Today's pre-release betas do not directly concern smartphones, but Flash nonetheless appears to have jumped a significant hurdle in its race toward mobile and low-power embedded devices. According to Adobe, the betas of Flash Player 10.1 and AIR 2.0 — an implementation of the same core technology that can run "beyond the constraints of the browser" — now support hardware decoding of H.264 video. As a result, netbooks, nettops, and other devices that previously struggled with Flash can now provide "exceptional video playback," according to the company.

Of course, hardware video acceleration works on supported GPUs (graphics processing units) only. Adobe has reportedly baked in support for Nvidia's GeForce 8, 9, and GTS/GTX video cards as well as its Ion chipset, while compatible ATI cards are said to include ATI's Radeon HD 3000, 5700, and 5800 series, among others.

"Awesome improvements"

The AnandTech website's Anand Shimpi tested the Flash Player 10.1 beta on an Intel Atom 330-based system with an Ion chipset, and cites "awesome improvements." According to Shimpi, CPU utilization dropped from 70 percent to 30 percent when playing an episode of The Office on, while 720p playback of a Price of Persia trailer on YouTube went from 60 percent utilization to just 12 percent.
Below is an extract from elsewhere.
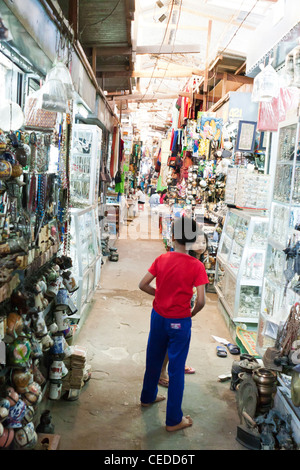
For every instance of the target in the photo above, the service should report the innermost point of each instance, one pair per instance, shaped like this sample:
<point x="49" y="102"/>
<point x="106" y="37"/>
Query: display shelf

The Flash Player 10.1 beta — which currently runs on Linux, Windows, and Intel-based Macintosh systems — is also said to include multi-touch, with support for native gestures such as pinch, scroll, rotate, scale, and two-finger tap. Offering available microphone input, Flash also supports a new HTTP streaming format, with optional content protection via Adobe's Flash Access 2.0 technology, the company says.
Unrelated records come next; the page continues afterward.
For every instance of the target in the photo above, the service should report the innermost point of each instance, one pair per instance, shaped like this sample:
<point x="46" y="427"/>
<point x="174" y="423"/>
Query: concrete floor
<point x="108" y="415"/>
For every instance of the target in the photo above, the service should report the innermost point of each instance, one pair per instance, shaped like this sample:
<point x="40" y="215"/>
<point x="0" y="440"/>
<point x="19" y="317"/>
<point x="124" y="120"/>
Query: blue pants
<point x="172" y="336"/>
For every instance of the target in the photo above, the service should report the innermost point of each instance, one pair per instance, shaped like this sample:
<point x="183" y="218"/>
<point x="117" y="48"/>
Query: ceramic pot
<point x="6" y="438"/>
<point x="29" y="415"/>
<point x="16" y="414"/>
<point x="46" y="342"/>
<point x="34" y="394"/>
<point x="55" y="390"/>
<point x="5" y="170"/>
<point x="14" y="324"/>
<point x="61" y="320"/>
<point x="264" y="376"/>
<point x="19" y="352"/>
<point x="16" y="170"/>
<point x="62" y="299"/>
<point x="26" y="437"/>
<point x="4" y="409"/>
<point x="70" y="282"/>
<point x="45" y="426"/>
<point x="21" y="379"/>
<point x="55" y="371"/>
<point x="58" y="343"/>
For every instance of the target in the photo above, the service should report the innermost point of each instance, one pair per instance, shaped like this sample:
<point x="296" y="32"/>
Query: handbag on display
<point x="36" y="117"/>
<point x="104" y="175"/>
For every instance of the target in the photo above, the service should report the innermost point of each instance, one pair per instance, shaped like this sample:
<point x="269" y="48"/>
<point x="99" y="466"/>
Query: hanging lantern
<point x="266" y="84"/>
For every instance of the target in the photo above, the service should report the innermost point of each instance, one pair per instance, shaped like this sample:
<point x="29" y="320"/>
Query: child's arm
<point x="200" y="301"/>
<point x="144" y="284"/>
Mobile-centric features promised for the future, but not yet present in today's beta, include virtual keyboard support, "optimized SWF management" that includes pausing when a phone call is received, an adaptive frame rate feature, and support for sleep mode, according to Adobe. Meanwhile, AIR 2.0 is now said to include not only the Flash enhancements already mentioned, but also a variety of other improvements. For example, Adobe says, AIR 2.0 can detect when mass storage devices are connected, support peer-to-peer networking, and perform operations such as starting an email client using native process APIs (application programming interfaces).
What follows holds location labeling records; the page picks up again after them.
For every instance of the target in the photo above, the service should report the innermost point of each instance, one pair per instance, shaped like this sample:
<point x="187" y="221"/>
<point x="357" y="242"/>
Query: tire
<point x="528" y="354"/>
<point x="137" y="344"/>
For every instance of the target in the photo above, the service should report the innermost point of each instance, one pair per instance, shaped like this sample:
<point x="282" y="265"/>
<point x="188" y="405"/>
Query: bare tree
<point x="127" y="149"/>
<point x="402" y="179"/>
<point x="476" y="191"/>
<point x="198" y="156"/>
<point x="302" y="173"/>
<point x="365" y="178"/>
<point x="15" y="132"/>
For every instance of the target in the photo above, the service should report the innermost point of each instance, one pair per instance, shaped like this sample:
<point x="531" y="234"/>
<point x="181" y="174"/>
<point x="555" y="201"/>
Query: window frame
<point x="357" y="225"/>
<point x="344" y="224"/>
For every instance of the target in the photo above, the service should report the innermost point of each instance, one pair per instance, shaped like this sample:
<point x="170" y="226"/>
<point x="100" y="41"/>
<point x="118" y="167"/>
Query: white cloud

David Wadhwani, GM and VP of Adobe's platform business unit, stated, "With the beta availability of Adobe AIR 2 and Flash Player 10.1 today, we are taking an important step toward realizing the Open Screen Project vision to enable rich Internet experiences across any device, anywhere. Content creators will provide multi-screen experiences with uncompromised Web browsing and standalone applications across desktops and netbooks, and in the near future across a wide range of mobile devices."

Flash Lite

When it arrives for smartphones, Flash 10 will apparently require an ARM11 or Cortex-A processor to run. However, Adobe also continues to offer Flash Lite, a mobile version of the Flash Player that's said to support .FLV video and .SWF vector graphics formats, and to run on hardware as modest as a 200MHz ARM9 processor. More than one billion devices now feature Flash Lite, according to Adobe.

The Flash Player 10.1 beta running on Palm's WebOS-based Pre

Source: Adobe (clock to play)

iPhone support

As noted in our past coverage, Adobe has been unable to say when its Flash Player will become available on Apple's iPhone and iPod Touch devices. "The Apple iPhone SDK license terms do not allow runtime interpreted code, so Adobe is not able to deliver Flash Player in Safari on the iPhone without support from Apple," Adobe stated in October.

However, Adobe added, it will soon be possible to use a version of the company's Flash Professional CS5 authoring tool to create stand-alone iPhone/iPod Touch applications using Flash. Developers will be able to take the same code that would run in the Flash Player or AIR, and export it as a compiled iPhone app at the push of a button, the company promised. 


Adobe's "pre-release betas" of Flash Player 10.1 and AIR 2.0 are available from the company's website, here and here, respectively.

General information on the Flash platform may be found on the company's website, here.

The AnandTech test of Flash Player 10.1 can be found here.